Dengan peran strategis tersebut, tidak mengherankan bahwa pembangunan pertanian menjadi perhatian besar pemerintahan Presiden SBY. Perhatian besar ini ditunjukkan dengan semakin meningkatnya anggaran untuk pembangunan pertanian di Indonesia. Selama pemerintahan Presiden Susilo Bambang Yudhoyono, anggaran untuk sektor pertanian yang dialokasikan melalui Kementerian Pertanian dan Kementerian PU meningkat signifikan, dari Rp 5.889,8 milyar pada tahun 2004 menjadi Rp 22.970,7 milyar pada tahun 2013. Rata – rata peningkatan anggaran sektor pertanian dalam kurun waktu 2004 – 2012 mencapai 16,92 % per tahun.
Untuk mendorong peningkatan produksi pangan, pemerintah tidak saja memberikan perhatian pada infrastruktur pertanian tetapi juga memberikan bantuan berupa subsidi pupuk maupun subsidi benih. Subsidi pupuk meningkat sangat signifikan dari Rp 1.400 milyar pada tahun 2004 menjadi Rp 15.914 milyar pada tahun 2013. Pertumbuhan rata – rata subsidi pupuk dalam kurun waktu 2004 – 2013 mencapai 38,60 % per tahun. Berbagai program juga dilakukan oleh kementerian lain dan LPNK untuk meningkatkan produksi pertanian, seperti pinjaman permodalan melalui Kredit Usaha Rakyat (KUR) dan PNPM, stabilisasi harga produk pertanian dan bantuan fasilitas pemasaran hasil pertanian.
Selama periode Presiden SBY, pemerintah memberikan perhatian yang besar pada upaya peningkatan produksi beberapa komoditas pangan utama. Sesuai dengan Rencana Pembangunan Jangka Menengah, komoditas pangan utama yang ditetapkan sebagai sasaran pembangunan prioritas nasional ketahanan pangan adalah padi, jagung, kedelai, gula, dan daging sapi.
Perkembangan produksi padi selama pemerintahan Presiden SBY menunjukkan kecenderungan pertumbuhan yang positif dengan peningkatan lebih dari 15 juta ton GKG dalam kurun waktu kurang dari 10 tahun. Pada tahun 2004 produksi padi 54,1 juta ton GKG, dan menjadi 70,9 juta ton GKG pada tahun 2013, atau tumbuh rata-rata 3,20% setiap tahun. Demikian pula, perkembangan produksi jagung menunjukan trend pertumbuhan yang positif, dimana terjadi peningkatan sebesar 8,152 juta ton pipilan kering dari 11,225 juta ton pipilan kering pada tahun 2004 menjadi 18,510 juta ton pipilan kering tahun 2013, atau tumbuh rata-rata 6,97% per tahun.
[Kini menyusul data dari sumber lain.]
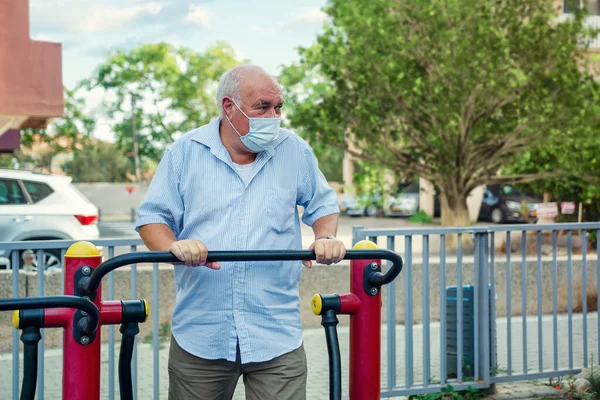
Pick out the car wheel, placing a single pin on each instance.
(498, 216)
(371, 211)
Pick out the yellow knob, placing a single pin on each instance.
(16, 319)
(365, 245)
(317, 304)
(82, 249)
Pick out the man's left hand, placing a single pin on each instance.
(328, 251)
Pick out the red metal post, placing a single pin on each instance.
(365, 333)
(81, 363)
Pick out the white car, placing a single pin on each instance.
(35, 206)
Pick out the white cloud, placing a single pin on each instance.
(87, 17)
(312, 17)
(197, 15)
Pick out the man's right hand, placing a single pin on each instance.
(193, 253)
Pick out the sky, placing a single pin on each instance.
(266, 32)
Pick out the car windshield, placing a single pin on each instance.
(509, 190)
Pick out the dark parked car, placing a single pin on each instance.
(505, 203)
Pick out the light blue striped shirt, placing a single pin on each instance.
(198, 193)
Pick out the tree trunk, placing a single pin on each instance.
(455, 213)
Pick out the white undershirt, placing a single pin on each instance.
(244, 171)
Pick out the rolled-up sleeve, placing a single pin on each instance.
(163, 203)
(315, 194)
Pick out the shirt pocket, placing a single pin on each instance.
(280, 211)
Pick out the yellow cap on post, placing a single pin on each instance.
(365, 245)
(316, 304)
(16, 319)
(82, 249)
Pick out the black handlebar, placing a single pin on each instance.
(376, 279)
(32, 303)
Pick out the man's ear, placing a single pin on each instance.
(227, 105)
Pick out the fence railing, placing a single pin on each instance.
(500, 319)
(506, 303)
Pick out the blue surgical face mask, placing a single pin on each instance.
(262, 133)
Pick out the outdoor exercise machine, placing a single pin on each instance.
(81, 313)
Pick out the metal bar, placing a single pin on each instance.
(508, 304)
(155, 326)
(477, 265)
(570, 293)
(14, 264)
(357, 234)
(584, 295)
(485, 316)
(539, 288)
(408, 320)
(554, 301)
(134, 296)
(443, 311)
(111, 332)
(425, 313)
(598, 287)
(524, 296)
(391, 322)
(41, 345)
(62, 270)
(481, 229)
(459, 308)
(492, 252)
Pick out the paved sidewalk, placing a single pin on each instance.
(316, 351)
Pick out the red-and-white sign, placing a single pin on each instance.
(547, 210)
(567, 207)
Produksi komoditas utama pangan lainnya, yaitu daging juga menunjukkan peningkatan produksi dari tahun ke tahun. Produksi daging tahun 2012 sebesar 2.691 ribu ton, sedangkan pada tahun 2004 sebesar 2.020 ribu ton, atau tumbuh dengan laju 3,3% per tahun. Untuk komoditas kedelai dan gula, produksi cenderung fluktuatif dari tahun ke tahun. Namun demikian secara keseluruhan masih menunjukkan pertumbuhan yang positif. Kedelai meningkat dari 723 ribu ton biji kering pada tahun 2004 menjadi 808 ribu ton biji kering tahun 2013. Sedangkan produksi gula pasir nasional sejak tahun 2004 mengalami peningkatan dari tahun ke tahun hingga mencapai puncaknya pada tahun 2008 yaitu sebanyak 2,8 juta ton. Pada tahun 2011 produksi gula pasir menurun, namun kembali meningkat pada tahun 2012 hingga mencapai 2,57 juta ton.
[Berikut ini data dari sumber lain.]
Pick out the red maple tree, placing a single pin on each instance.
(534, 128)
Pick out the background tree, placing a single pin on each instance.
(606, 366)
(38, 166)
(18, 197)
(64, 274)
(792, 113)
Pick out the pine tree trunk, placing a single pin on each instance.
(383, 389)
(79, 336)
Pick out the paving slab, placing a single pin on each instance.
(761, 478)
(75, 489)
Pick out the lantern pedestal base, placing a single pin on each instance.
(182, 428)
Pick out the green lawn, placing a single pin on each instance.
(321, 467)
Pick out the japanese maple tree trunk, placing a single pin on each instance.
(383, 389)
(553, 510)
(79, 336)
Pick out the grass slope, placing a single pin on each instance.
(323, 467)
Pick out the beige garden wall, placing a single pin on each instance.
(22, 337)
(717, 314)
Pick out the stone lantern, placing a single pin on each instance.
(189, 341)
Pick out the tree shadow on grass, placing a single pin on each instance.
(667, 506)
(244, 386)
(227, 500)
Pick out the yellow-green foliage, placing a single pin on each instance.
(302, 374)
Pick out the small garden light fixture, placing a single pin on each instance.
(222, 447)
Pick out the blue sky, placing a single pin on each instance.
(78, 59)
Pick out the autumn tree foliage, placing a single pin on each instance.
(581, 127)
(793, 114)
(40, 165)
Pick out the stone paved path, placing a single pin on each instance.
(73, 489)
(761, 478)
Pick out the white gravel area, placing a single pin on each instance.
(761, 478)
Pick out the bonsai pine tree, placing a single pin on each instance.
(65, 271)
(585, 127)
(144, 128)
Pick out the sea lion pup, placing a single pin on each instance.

Komoditas strategis pertanian lainnya yang menjadi fokus perhatian pembangunan pertanian adalah komoditas hortikultura, diantaranya cabai dan bawang dan komoditas perkebunan, antara lain kelapa sawit, karet, kakao dan kelapa. Semua komoditas strategis tersebut selama pemerintahan SBY menunjukkan trend kenaikan produksi yang positif.
Produksi cabai mencapai angka tertinggi pada tahun 2012 yaitu sebesar 1.650,87 ribu ton dan terendah pada tahun 2005 yaitu sebesar 1.058,02 ribu ton. Rata-rata perkembangan produksi komoditas cabai dari tahun 2004-2012 meningkat sebesar 5,55%. Produksi bawang merah mencapai angka tertinggi pada tahun 2010 yaitu sebesar 1.048,93 ribu ton dan terendah pada tahun 2005 yaitu sebesar 732,02 ribu ton. Rata-rata perkembangan produksi komoditas bawang merah meningkat sebesar 3,35%.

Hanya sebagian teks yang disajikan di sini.